Excerpt
Department of Anesthesiology, Duke University Medical Center, Durham, North Carolina
Anesthesiology, 92: 851–858, 2000
Obstetric analgesia services (OAS) have been characterized as costly, labor-intensive, and poorly rewarded. The workload is unpredictable, and staff requirements are difficult to forecast. A pilot study sought to identify the manpower costs to the anesthesia providers of operating OAS. The costs of providing both attending anesthesiologist coverage for on-demand (intermittent) and for around-the-clock (dedicated) services were examined.
The prospective study recorded the time spent managing labor epidural catheters in a total of 55 parturients.
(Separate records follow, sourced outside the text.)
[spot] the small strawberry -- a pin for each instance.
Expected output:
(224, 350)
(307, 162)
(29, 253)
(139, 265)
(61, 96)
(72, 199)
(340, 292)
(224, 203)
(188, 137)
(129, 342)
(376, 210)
In a modification of classic time and motion studies developed for industry, the staff performing the task recorded their own times for activities. The individual anesthesia staff kept an account of all time spent at the patient’s bedside, from the preoperative chart evaluation to the postprocedure visit. Time measurement for management of OAS stopped when the decision was made to perform cesarean section (CS).
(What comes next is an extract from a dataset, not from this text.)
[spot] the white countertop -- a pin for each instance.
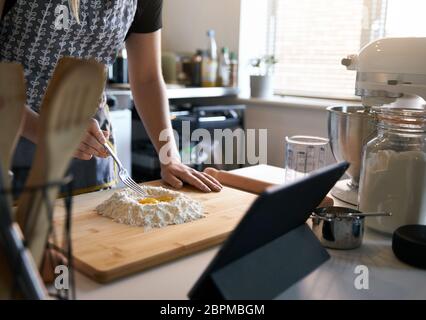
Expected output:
(388, 277)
During the study period, 42 (76%) labor epidural catheters were placed by the resident on duty supervised by the on-site attending anesthesiologist, 7 (13%) by the certified registered nurse anesthetist supervised by the on-site attending anesthesiologist, and 6 (11%) by the attending anesthesiologist without assistance. There were 34 spontaneous vaginal deliveries, 5 vacuum-assisted deliveries, 4 low or outlet forceps deliveries, and 11 CSs. The mean duration of OAS was 412 min and the mean bedside anesthesia staff time 90 min. A mean of 6.3 visits were made to each patient’s bedside. The calculated labor cost for intermittent staffing was $325 per patient. Dedicated staffing, the actual practice at Duke University Medical Center (DUMC) requires a cost of $728 per patient.
The cost per OAS patient was not covered by average indemnity ($299) or Medicaid ($204) reimbursements. Dedicated obstetric staffing cannot operate profitably at DUMC, and breaking even cannot occur with Medicaid reimbursement. Because operating room reimbursement subsidizes OAS costs, it is possible to break even under indemnity reimbursement.